-
Notifications
You must be signed in to change notification settings - Fork 2
Bulk import of identifier (and other?) table data from files #62
Description
JournalsDB tables were initially populated by loading existing classic files into tables. Subsequent to this, additions to the tables are made by exporting the tables to Google Sheets, making edits, and reimporting the data. The export/import process records the editorial history and enforces some data requirements, but it is time-intensive if more than a few records are being added.
We need to implement a process in run.py that will trigger the bulk import of data from files, but modified so that the data undergo validity checks prior to db insert. This discussion will focus on the bulk import of ISSNs.
Starting from the assumption that the bibcodes for new records already exist in the master table, we need a task that:
- will read a formatted text file containing a bibstem, an ISSN_type, and an ISSN
- verify that the bibstems are already in journalsdb (i.e. have a masterid)
- verify that the ISSN isn't already in journalsdb.idents
- check whether there is an existing ISSN of the given ISSN_type for that bibstem
If the given ISSN is truly new, the task should import the masterid, ISSN_type, and ISSN into idents. If it is not new, or if there is some other issue, it should provide actionable information to the user about what is wrong.
The procedure for this will be something like:
- read the file
- search journalsdb for the bibstem, and whether that bibstem already has any ISSNs
- search journalsdb for the ISSN, and return a warning if it has already been assigned to another bibstem, or the same bibstem but with a different ISSN_type
- if bibstem exists, ISSN does not, and ISSN_type has not already been assigned to bibstem, insert (masterid, ISSN, ISSN_type)

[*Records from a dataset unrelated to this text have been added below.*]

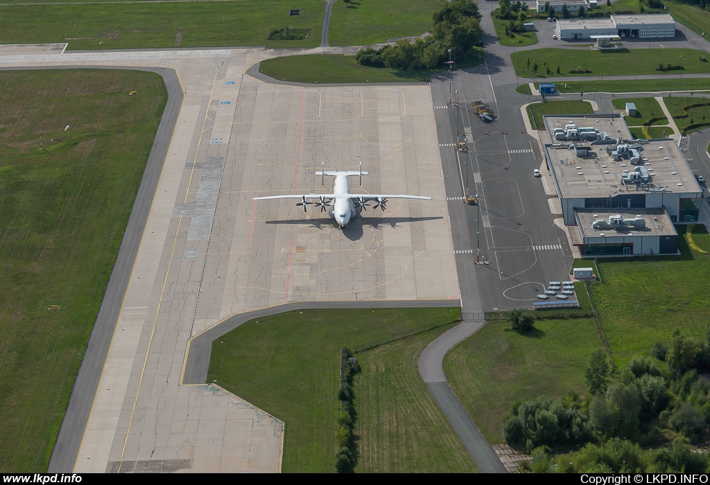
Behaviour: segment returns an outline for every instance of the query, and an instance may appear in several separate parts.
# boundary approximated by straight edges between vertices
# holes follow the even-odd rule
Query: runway
[[[80,371],[100,384],[77,381],[72,394],[70,411],[89,410],[88,424],[81,412],[65,422],[50,471],[279,471],[283,423],[216,385],[181,384],[187,342],[288,301],[458,303],[428,87],[268,84],[244,75],[270,55],[257,49],[61,52],[16,49],[0,67],[167,68],[184,99],[172,137],[156,140],[167,151],[154,196],[137,204],[145,230],[124,240],[134,261],[112,274],[104,305],[117,324],[99,330],[108,357]],[[364,194],[433,200],[391,201],[342,231],[325,213],[251,200],[321,191],[322,161],[360,160],[371,174]]]

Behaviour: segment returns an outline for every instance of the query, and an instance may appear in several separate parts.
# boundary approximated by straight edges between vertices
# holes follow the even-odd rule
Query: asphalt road
[[[332,4],[332,1],[329,1],[329,12]],[[436,77],[431,82],[432,96],[437,108],[435,114],[439,143],[455,143],[457,134],[466,133],[466,128],[470,133],[467,140],[470,149],[463,156],[461,152],[454,151],[452,147],[441,148],[447,195],[452,198],[461,197],[466,191],[467,185],[469,194],[480,194],[481,201],[479,207],[465,205],[460,200],[452,200],[449,206],[454,248],[471,251],[480,244],[482,256],[491,262],[490,265],[476,264],[475,251],[457,255],[462,306],[464,318],[469,320],[479,320],[477,317],[485,310],[521,306],[521,302],[525,301],[530,292],[540,289],[540,284],[544,284],[549,279],[559,279],[562,274],[566,274],[571,257],[567,252],[569,248],[565,250],[564,233],[552,223],[555,216],[550,213],[547,196],[542,189],[539,180],[532,176],[532,169],[540,167],[542,163],[537,148],[539,142],[535,137],[518,131],[525,128],[520,119],[519,106],[526,101],[526,99],[515,94],[513,90],[518,82],[522,83],[530,79],[518,78],[515,75],[508,57],[513,49],[503,48],[495,42],[491,33],[493,32],[492,21],[488,13],[493,6],[492,4],[483,3],[481,6],[485,30],[484,40],[487,45],[486,64],[465,72],[457,72],[450,84],[446,74]],[[327,45],[328,21],[329,16],[327,14],[322,47]],[[546,28],[547,26],[544,26],[541,28]],[[679,30],[685,38],[679,40],[692,43],[692,45],[673,42],[667,43],[670,45],[667,47],[694,47],[708,50],[709,45],[704,39],[692,32],[686,32],[683,28]],[[559,47],[562,43],[553,43],[540,32],[538,36],[540,43],[528,48]],[[627,42],[625,47],[643,48],[646,45],[647,43],[636,41]],[[300,50],[297,52],[283,50],[283,54],[295,54],[306,53],[312,50],[304,50],[302,52]],[[351,53],[354,48],[340,50]],[[320,52],[324,50],[321,49]],[[86,358],[77,376],[75,391],[70,398],[67,415],[50,462],[48,471],[50,472],[70,471],[73,468],[83,430],[91,412],[94,393],[101,376],[122,296],[140,244],[162,161],[165,159],[182,99],[181,88],[173,71],[116,67],[129,68],[151,70],[160,74],[165,80],[168,101],[109,283],[106,296],[92,333]],[[617,77],[621,78],[608,76],[606,79]],[[638,79],[646,77],[654,77],[640,76]],[[670,79],[670,77],[668,78]],[[574,79],[579,80],[578,78]],[[455,91],[459,91],[456,98]],[[460,108],[440,107],[446,106],[449,99],[455,101],[457,99],[461,102]],[[471,101],[478,99],[493,106],[498,116],[495,123],[484,125],[466,107],[470,106]],[[710,130],[705,131],[706,133],[694,135],[689,140],[687,150],[698,172],[706,179],[710,179],[710,158],[705,152],[707,143],[710,141]],[[491,132],[491,134],[484,135],[484,132]],[[507,134],[501,132],[507,132]],[[545,252],[535,249],[536,246],[557,244],[560,245],[559,250]],[[392,306],[405,304],[431,306],[435,302],[386,303],[391,303],[387,306]],[[317,306],[313,303],[293,305],[288,309]],[[324,303],[323,305],[329,303]],[[328,308],[348,308],[351,306],[344,303],[342,306],[339,305],[330,303]],[[363,305],[367,303],[359,306]],[[279,311],[282,310],[279,308]],[[268,310],[263,311],[271,313]],[[266,314],[260,313],[257,315],[256,313],[239,316],[239,318],[234,317],[219,328],[196,337],[191,346],[183,382],[204,382],[212,340],[248,319]],[[448,350],[475,332],[481,325],[475,321],[464,323],[442,335],[440,341],[437,339],[422,352],[419,363],[420,371],[432,395],[481,469],[484,472],[504,472],[495,453],[478,432],[470,416],[448,386],[443,372],[443,357]],[[87,391],[87,389],[91,391]]]
[[[320,37],[320,46],[328,46],[328,29],[330,28],[330,13],[333,10],[333,4],[335,0],[327,0],[328,3],[325,6],[325,17],[323,18],[323,33]]]
[[[67,68],[66,66],[59,66],[26,69]],[[133,271],[133,262],[141,245],[153,194],[163,168],[163,162],[165,160],[168,147],[173,136],[184,96],[178,76],[171,69],[128,66],[120,67],[72,66],[71,68],[134,69],[155,72],[163,77],[165,84],[168,101],[165,103],[163,116],[158,126],[155,139],[148,157],[146,170],[141,180],[141,186],[136,196],[136,201],[133,203],[126,232],[121,242],[116,264],[114,265],[106,286],[106,294],[99,310],[96,324],[89,338],[89,344],[69,399],[69,406],[62,421],[62,427],[60,428],[57,442],[47,470],[49,473],[70,473],[74,469],[84,430],[86,429],[91,413],[94,396],[104,369],[104,362],[106,361],[111,336],[121,311],[124,294],[126,293],[129,279]],[[18,69],[3,68],[3,70]]]

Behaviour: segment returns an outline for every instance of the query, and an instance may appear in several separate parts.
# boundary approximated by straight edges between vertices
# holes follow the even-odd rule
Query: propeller
[[[315,206],[320,207],[320,211],[323,212],[325,211],[326,207],[330,207],[330,201],[326,202],[325,197],[321,197],[320,202],[316,202]]]
[[[303,201],[302,202],[299,202],[296,205],[297,206],[303,206],[303,212],[308,212],[306,210],[306,206],[307,206],[310,204],[313,204],[313,203],[312,202],[308,202],[307,201],[306,201],[306,196],[303,196]]]
[[[362,211],[366,211],[369,206],[367,205],[368,201],[366,201],[364,197],[358,197],[357,202],[355,203],[355,207],[361,209]]]
[[[379,207],[382,209],[383,211],[384,211],[387,210],[387,208],[385,206],[386,204],[387,204],[386,199],[385,199],[384,197],[378,197],[377,201],[375,203],[375,208]]]

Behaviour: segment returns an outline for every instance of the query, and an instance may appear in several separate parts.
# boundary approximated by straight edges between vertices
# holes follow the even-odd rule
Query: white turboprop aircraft
[[[386,207],[388,199],[419,199],[430,200],[431,197],[423,197],[421,196],[408,195],[388,195],[382,194],[351,194],[350,183],[349,177],[354,175],[360,176],[360,185],[362,186],[362,176],[367,175],[367,172],[362,171],[362,165],[360,165],[360,171],[334,172],[325,170],[315,172],[316,175],[323,177],[323,184],[325,184],[325,176],[335,177],[335,183],[333,184],[332,194],[305,194],[282,196],[270,196],[268,197],[254,197],[255,201],[261,201],[267,199],[300,199],[301,201],[297,206],[303,206],[304,212],[306,211],[306,206],[314,204],[316,207],[320,207],[320,211],[325,211],[326,207],[329,207],[328,213],[332,218],[335,219],[341,229],[350,221],[350,219],[357,215],[356,209],[361,211],[367,210],[367,202],[373,201],[375,208],[379,207],[384,211]],[[309,202],[308,199],[317,199],[317,202]],[[330,200],[326,200],[330,199]]]

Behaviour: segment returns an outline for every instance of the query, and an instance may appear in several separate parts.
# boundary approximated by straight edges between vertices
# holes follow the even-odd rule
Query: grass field
[[[460,318],[458,308],[392,308],[259,318],[213,344],[208,381],[284,421],[284,472],[334,472],[339,350]]]
[[[666,0],[663,4],[676,21],[686,26],[695,33],[705,35],[710,34],[710,12],[701,9],[697,5],[689,5],[678,1]]]
[[[589,355],[604,348],[591,318],[541,320],[520,335],[491,322],[449,352],[449,383],[491,444],[502,443],[510,403],[537,396],[584,392]]]
[[[331,45],[364,45],[407,35],[420,35],[434,25],[441,0],[336,1],[330,16]]]
[[[474,48],[474,55],[467,60],[457,63],[457,67],[469,67],[479,64],[476,53],[480,48]],[[388,67],[368,67],[355,62],[354,55],[319,54],[291,55],[263,61],[259,72],[275,79],[309,83],[360,83],[360,82],[429,82],[432,74],[444,72],[439,68],[420,71],[398,71]]]
[[[368,67],[354,55],[290,55],[262,61],[259,72],[294,82],[428,82],[430,71],[402,72],[387,67]]]
[[[513,37],[506,35],[506,26],[508,24],[510,21],[498,18],[496,16],[499,13],[499,10],[494,10],[491,13],[491,16],[493,18],[493,24],[496,27],[496,35],[498,35],[498,40],[502,45],[523,47],[537,43],[537,35],[535,32],[513,32],[512,33]]]
[[[0,72],[5,472],[47,469],[166,99],[149,72]]]
[[[675,134],[675,131],[670,126],[644,126],[643,128],[629,128],[631,137],[633,138],[662,138],[663,132],[666,136]]]
[[[663,110],[654,98],[618,98],[611,101],[611,106],[616,109],[626,109],[626,103],[633,103],[636,105],[636,114],[633,116],[624,116],[624,121],[628,126],[640,126],[641,125],[667,125],[668,119],[665,117]],[[662,118],[661,120],[654,120],[653,118]]]
[[[675,124],[677,125],[681,133],[685,134],[695,130],[701,130],[710,126],[710,106],[688,107],[693,104],[710,103],[710,99],[674,96],[663,98],[663,102],[665,103],[671,116],[674,118]],[[675,118],[684,115],[687,116],[684,118]]]
[[[676,228],[680,235],[686,226]],[[675,328],[703,337],[710,321],[710,255],[691,250],[687,235],[681,235],[680,257],[598,261],[604,283],[592,284],[591,294],[617,367],[637,353],[650,355],[653,345],[667,342]],[[692,238],[710,251],[704,226],[696,225]]]
[[[538,83],[535,83],[537,86]],[[525,84],[523,84],[525,86]],[[555,83],[560,93],[633,93],[633,92],[668,92],[673,90],[709,91],[707,79],[628,79],[627,81],[565,81]],[[520,92],[518,88],[516,91]]]
[[[634,49],[633,51],[628,49],[535,49],[515,52],[510,57],[518,76],[533,77],[530,69],[533,64],[537,64],[539,69],[535,77],[544,78],[585,75],[569,72],[579,67],[591,70],[591,72],[586,74],[589,76],[604,76],[605,73],[615,76],[704,74],[710,72],[710,65],[701,62],[700,57],[707,55],[707,52],[693,49]],[[528,59],[530,60],[530,67],[528,66]],[[684,70],[666,72],[656,71],[659,63],[682,65]],[[558,66],[561,73],[559,74],[556,72]],[[547,67],[550,67],[552,74],[546,73]]]
[[[422,381],[422,350],[449,326],[356,354],[358,472],[477,472],[463,443]],[[287,428],[288,429],[288,428]]]
[[[542,116],[555,114],[591,114],[594,110],[588,101],[559,101],[530,104],[526,108],[533,128],[542,129]]]
[[[289,16],[300,9],[299,16]],[[320,45],[322,0],[155,2],[43,5],[42,27],[33,5],[0,7],[0,44],[68,42],[68,50],[180,47],[315,47]],[[307,28],[305,40],[267,40],[272,29]],[[178,35],[180,34],[180,35]],[[68,40],[67,40],[68,39]]]

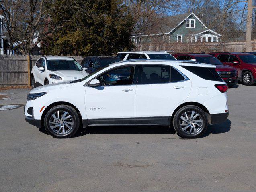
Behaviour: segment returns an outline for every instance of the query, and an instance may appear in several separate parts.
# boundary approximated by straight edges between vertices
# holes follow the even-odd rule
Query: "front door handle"
[[[123,89],[123,90],[122,90],[123,91],[125,91],[126,92],[127,92],[127,91],[133,91],[133,89]]]
[[[175,86],[173,88],[174,89],[182,89],[184,88],[184,86]]]

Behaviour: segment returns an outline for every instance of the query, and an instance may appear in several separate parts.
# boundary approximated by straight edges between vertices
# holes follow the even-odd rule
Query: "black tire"
[[[32,77],[32,78],[31,80],[31,86],[32,89],[35,87],[35,78],[34,78],[34,77]]]
[[[193,112],[194,112],[193,114]],[[189,119],[187,122],[183,120],[181,118],[182,116],[184,115],[185,113],[186,113],[187,117]],[[194,117],[197,114],[199,115],[196,116],[194,120],[192,120],[191,116],[193,115]],[[186,117],[185,119],[187,120]],[[201,121],[202,122],[201,122]],[[172,124],[177,134],[180,137],[183,138],[197,138],[203,134],[207,129],[208,122],[205,113],[202,109],[194,105],[188,105],[182,107],[176,112],[173,117]],[[180,126],[180,124],[182,125]],[[201,127],[199,126],[201,126]],[[187,126],[188,126],[188,128],[182,130],[182,128],[185,129]]]
[[[249,71],[246,71],[243,73],[242,77],[242,84],[244,85],[253,85],[253,76],[252,74]]]
[[[49,81],[48,80],[48,79],[47,79],[45,81],[45,85],[49,85]]]
[[[57,119],[52,116],[53,114],[57,113],[58,111],[59,113],[60,119],[58,118],[57,116],[55,115]],[[65,114],[65,112],[67,112],[68,114],[63,118],[63,117]],[[64,119],[69,116],[67,115],[70,115],[71,117],[66,120]],[[62,118],[63,119],[61,119]],[[51,124],[50,122],[54,124]],[[72,123],[73,125],[71,125]],[[55,138],[68,138],[72,136],[78,130],[80,124],[80,121],[76,111],[72,107],[68,105],[58,105],[53,107],[47,112],[44,120],[45,130],[48,133]],[[53,127],[56,126],[55,125],[57,126],[52,128]],[[71,129],[68,127],[68,125],[70,128],[71,128]],[[63,129],[63,127],[64,131]],[[57,132],[58,130],[59,133]]]

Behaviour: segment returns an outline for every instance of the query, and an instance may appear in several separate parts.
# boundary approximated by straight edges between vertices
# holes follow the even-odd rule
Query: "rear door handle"
[[[184,88],[184,86],[175,86],[173,88],[174,89],[182,89]]]
[[[123,89],[123,90],[122,90],[123,91],[125,91],[126,92],[127,92],[127,91],[133,91],[133,89]]]

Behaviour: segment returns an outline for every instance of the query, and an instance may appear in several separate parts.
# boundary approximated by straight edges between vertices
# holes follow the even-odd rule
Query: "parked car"
[[[117,53],[117,57],[125,61],[129,59],[147,59],[176,60],[172,55],[164,51],[127,51]]]
[[[32,88],[36,86],[82,79],[87,75],[74,58],[46,56],[37,60],[31,73]]]
[[[215,53],[215,56],[224,65],[231,66],[238,72],[238,80],[245,85],[252,85],[256,82],[256,56],[243,52]]]
[[[80,125],[169,126],[181,137],[198,137],[228,115],[228,86],[215,67],[188,61],[113,63],[81,80],[32,90],[26,120],[57,138],[72,136]],[[129,79],[106,78],[125,69]]]
[[[207,63],[216,66],[216,70],[229,86],[236,85],[238,82],[236,69],[228,65],[223,65],[219,60],[212,55],[202,54],[174,54],[175,58],[179,60],[195,59],[199,63]]]
[[[86,72],[91,73],[100,68],[119,61],[121,61],[121,60],[117,57],[90,56],[84,58],[81,65],[87,68]]]

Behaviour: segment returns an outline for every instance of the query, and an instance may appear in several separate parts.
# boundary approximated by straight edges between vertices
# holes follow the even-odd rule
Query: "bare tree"
[[[50,0],[0,0],[0,10],[4,17],[5,34],[10,46],[23,54],[31,54],[49,34],[61,26],[50,25],[48,15]]]

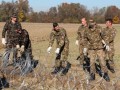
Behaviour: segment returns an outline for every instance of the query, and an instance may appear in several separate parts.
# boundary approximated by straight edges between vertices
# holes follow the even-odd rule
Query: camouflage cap
[[[56,26],[58,26],[58,23],[54,22],[53,27],[56,27]]]

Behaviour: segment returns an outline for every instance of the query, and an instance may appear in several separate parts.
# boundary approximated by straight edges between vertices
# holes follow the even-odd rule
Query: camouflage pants
[[[96,69],[95,69],[96,59],[99,59],[102,71],[107,72],[106,61],[105,61],[105,52],[102,49],[89,50],[88,55],[90,58],[90,72],[91,73],[96,72]]]
[[[105,51],[105,60],[108,60],[108,63],[111,68],[114,68],[113,56],[114,56],[114,48],[111,48],[110,51]]]
[[[84,46],[83,45],[79,45],[79,55],[80,55],[80,64],[83,65],[83,62],[84,62],[84,54],[83,54],[83,49],[84,49]]]
[[[69,54],[69,43],[66,43],[60,48],[60,53],[57,54],[55,59],[55,67],[65,67]]]
[[[13,61],[16,60],[17,58],[17,49],[16,48],[6,48],[5,53],[3,55],[3,64],[2,67],[5,68],[7,67],[7,65],[9,65],[9,58],[10,58],[10,54],[13,53]]]

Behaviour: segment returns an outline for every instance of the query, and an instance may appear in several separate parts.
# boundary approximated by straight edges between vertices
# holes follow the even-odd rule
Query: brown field
[[[5,23],[0,23],[0,37]],[[66,76],[51,75],[55,58],[55,45],[51,53],[47,54],[49,33],[52,23],[22,23],[22,27],[30,34],[34,59],[39,60],[38,66],[33,73],[25,77],[13,74],[7,75],[10,88],[5,90],[120,90],[120,26],[114,25],[117,29],[115,38],[115,70],[116,73],[110,75],[110,82],[106,82],[96,74],[94,82],[87,83],[87,73],[81,67],[76,66],[79,62],[76,57],[79,55],[78,46],[75,45],[76,31],[79,24],[59,24],[67,30],[70,40],[69,62],[72,67]],[[105,25],[101,25],[105,27]],[[0,39],[1,42],[1,39]],[[0,44],[0,54],[3,54],[4,46]]]

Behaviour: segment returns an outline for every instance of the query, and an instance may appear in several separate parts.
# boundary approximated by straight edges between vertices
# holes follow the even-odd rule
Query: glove
[[[52,49],[52,47],[48,47],[47,52],[50,53],[51,49]]]
[[[83,54],[87,55],[87,48],[83,48]]]
[[[21,52],[24,52],[24,50],[25,50],[25,46],[22,45],[21,48],[20,48],[20,51],[21,51]]]
[[[19,49],[19,48],[20,48],[20,45],[16,45],[16,48]]]
[[[5,45],[7,42],[5,40],[5,38],[2,38],[2,44]]]
[[[78,41],[78,40],[76,40],[75,44],[76,44],[76,45],[78,45],[78,44],[79,44],[79,41]]]
[[[106,45],[105,48],[106,48],[107,51],[110,51],[110,50],[111,50],[110,47],[109,47],[108,45]]]
[[[59,52],[60,52],[60,48],[57,48],[57,49],[55,50],[55,53],[56,53],[56,54],[59,54]]]

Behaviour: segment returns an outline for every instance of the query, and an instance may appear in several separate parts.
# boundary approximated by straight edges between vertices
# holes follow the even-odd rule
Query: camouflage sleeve
[[[114,28],[112,33],[111,33],[111,36],[109,37],[109,43],[114,41],[115,36],[116,36],[116,29]]]
[[[54,39],[55,39],[55,35],[54,32],[52,31],[50,33],[50,39],[49,39],[49,47],[52,47],[53,43],[54,43]]]
[[[106,32],[106,30],[103,30],[103,40],[107,45],[109,45],[110,42],[114,41],[114,38],[116,36],[116,30],[113,29],[112,33]]]
[[[8,22],[6,22],[5,26],[3,27],[2,38],[5,38],[5,34],[7,30],[8,30]]]
[[[77,31],[77,37],[76,37],[76,40],[79,40],[80,38],[80,27],[78,28],[78,31]]]
[[[24,30],[24,37],[23,37],[22,45],[27,45],[28,43],[30,44],[29,33],[26,30]]]
[[[63,29],[60,34],[60,43],[58,48],[61,48],[65,44],[66,31]]]
[[[84,33],[84,48],[89,48],[89,40],[87,36],[88,36],[88,29],[86,29]]]
[[[21,26],[20,22],[18,22],[18,29],[22,30],[22,26]]]

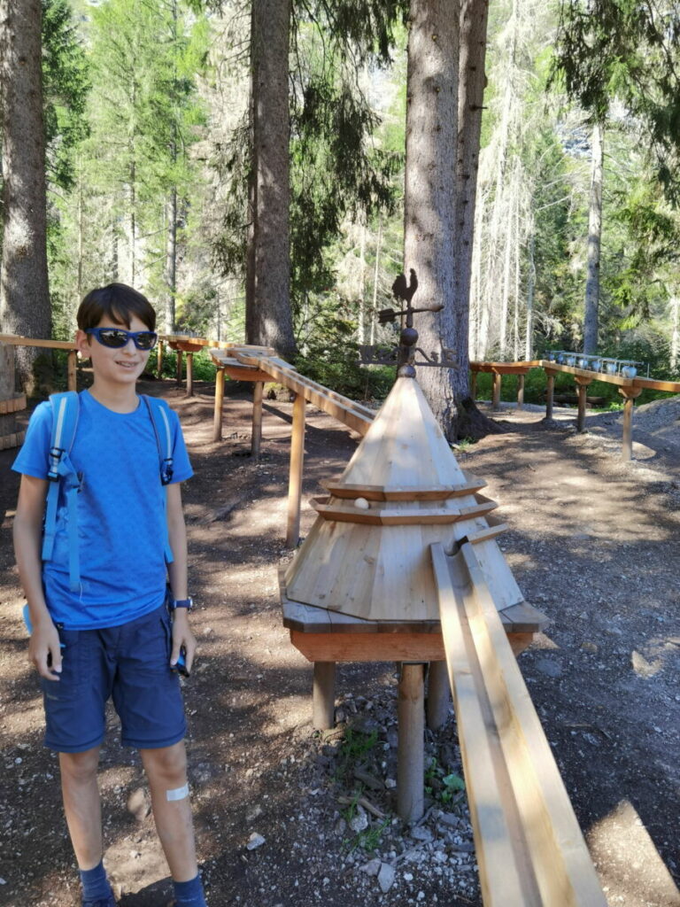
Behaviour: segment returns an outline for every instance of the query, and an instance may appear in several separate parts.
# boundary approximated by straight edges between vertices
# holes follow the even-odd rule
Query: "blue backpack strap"
[[[151,424],[153,425],[153,433],[156,435],[160,484],[169,485],[172,482],[173,473],[172,431],[170,429],[170,406],[165,400],[159,400],[158,397],[150,397],[147,396],[146,394],[142,394],[141,395],[146,405],[147,410],[149,411]],[[163,508],[165,508],[166,497],[167,496],[164,494]],[[174,561],[167,532],[165,535],[165,561],[166,563],[169,564],[171,564]]]
[[[49,488],[43,531],[42,558],[43,561],[52,560],[59,506],[59,489],[63,487],[69,515],[69,584],[71,590],[77,592],[80,589],[77,495],[82,487],[83,476],[76,473],[69,454],[73,446],[75,432],[78,427],[80,401],[75,391],[67,391],[65,394],[51,395],[50,405],[52,406],[52,434],[47,464]]]

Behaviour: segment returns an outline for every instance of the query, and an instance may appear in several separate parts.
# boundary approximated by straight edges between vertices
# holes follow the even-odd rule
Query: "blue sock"
[[[189,882],[175,882],[173,879],[172,884],[177,907],[208,907],[199,875]]]
[[[99,865],[95,866],[94,869],[82,869],[80,873],[84,902],[102,901],[111,895],[111,885],[106,878],[104,864],[101,860]]]

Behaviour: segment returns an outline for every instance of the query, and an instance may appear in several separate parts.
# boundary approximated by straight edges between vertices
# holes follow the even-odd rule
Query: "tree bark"
[[[428,354],[467,346],[454,336],[454,220],[458,122],[458,4],[412,0],[406,88],[404,273],[414,268],[413,305],[443,306],[416,317]],[[468,392],[467,369],[419,368],[418,380],[447,436],[455,431],[457,399]]]
[[[461,3],[461,55],[458,86],[458,154],[456,161],[456,230],[454,286],[458,306],[454,330],[464,346],[465,358],[459,370],[468,375],[471,284],[474,220],[477,201],[477,171],[480,165],[481,112],[486,74],[486,35],[489,0]],[[465,340],[463,340],[465,338]],[[461,353],[459,352],[459,356]]]
[[[590,171],[590,204],[588,223],[588,272],[586,278],[586,310],[583,319],[583,352],[590,356],[597,351],[597,309],[599,307],[600,239],[602,236],[602,182],[604,171],[604,128],[593,126],[592,165]]]
[[[0,329],[52,336],[47,281],[40,0],[0,3],[4,234]],[[17,380],[34,390],[36,351],[17,347]]]
[[[288,30],[290,0],[254,0],[252,265],[248,341],[296,350],[290,308]]]

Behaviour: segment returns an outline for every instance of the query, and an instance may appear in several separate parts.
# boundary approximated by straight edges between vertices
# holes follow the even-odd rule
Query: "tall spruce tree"
[[[40,0],[0,4],[3,122],[3,256],[0,329],[50,337],[45,137]],[[17,379],[33,389],[34,351],[19,347]]]

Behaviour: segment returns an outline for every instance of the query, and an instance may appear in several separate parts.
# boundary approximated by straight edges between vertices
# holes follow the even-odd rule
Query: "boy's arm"
[[[188,598],[187,590],[187,528],[182,512],[181,488],[180,483],[166,485],[166,512],[168,517],[168,537],[172,551],[172,563],[168,566],[170,589],[173,599]],[[175,665],[180,658],[180,649],[184,647],[187,670],[196,652],[196,639],[189,627],[186,608],[178,608],[172,615],[172,654],[170,664]]]
[[[25,473],[22,475],[14,522],[14,540],[19,577],[33,624],[28,657],[41,677],[58,680],[59,678],[53,672],[59,674],[62,670],[62,649],[59,634],[44,600],[40,556],[46,493],[45,479]]]

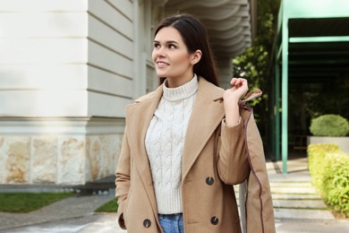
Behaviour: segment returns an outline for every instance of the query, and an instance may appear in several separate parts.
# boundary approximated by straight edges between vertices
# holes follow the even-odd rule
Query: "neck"
[[[184,85],[188,82],[190,82],[192,77],[194,76],[193,73],[191,73],[189,74],[186,74],[183,77],[167,77],[166,78],[166,86],[168,88],[177,88],[182,85]]]

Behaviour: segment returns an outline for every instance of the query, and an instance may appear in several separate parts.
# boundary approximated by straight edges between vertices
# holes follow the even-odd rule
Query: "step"
[[[329,211],[326,210],[304,210],[304,209],[274,209],[275,219],[298,219],[298,220],[335,220]]]
[[[321,200],[277,200],[273,199],[275,208],[322,209],[328,207]]]

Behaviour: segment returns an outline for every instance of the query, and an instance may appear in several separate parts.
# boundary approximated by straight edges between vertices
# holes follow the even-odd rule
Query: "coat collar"
[[[183,154],[183,178],[200,155],[206,142],[224,117],[224,90],[199,77],[198,92],[186,131]],[[151,172],[145,147],[148,127],[163,93],[162,85],[127,107],[126,125],[134,161],[144,185],[152,186]]]

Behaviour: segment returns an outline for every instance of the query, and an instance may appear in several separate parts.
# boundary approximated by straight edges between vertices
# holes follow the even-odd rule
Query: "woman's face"
[[[176,29],[162,28],[155,36],[153,45],[152,58],[157,76],[166,77],[168,87],[178,87],[193,77],[195,53],[188,53]]]

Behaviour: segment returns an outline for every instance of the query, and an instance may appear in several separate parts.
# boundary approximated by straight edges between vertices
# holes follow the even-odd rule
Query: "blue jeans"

- if bibstem exists, ISSN does not, but ISSN_type has already been assigned (and you're sure the new record is a valid alternate ISSN for this bibstem), insert (masterid, ISSN, ISSN_type_altN), where the altN is generated from existing table data for alternate ISSNs
- if bibstem does not exist, reject the row and warn the user
- if bibstem exists and ISSN exists for the same bibstem, reject the row and notify the user the ISSN is already present
- if bibstem exists, and ISSN exists but for a different bibstem and/or ISSN_type, reject the row and warn the user there's a problematic record that requires investigation
The code for inserting an identifier of given type already exists in journalsmanager.tasks.task_db_load_identifier, so the new coding required is for reading the file, doing the required sqlalchemy queries to validate the incoming data, and generating logging messages of the appropriate level (info/warning) that will direct the curator on what needs to be resolved.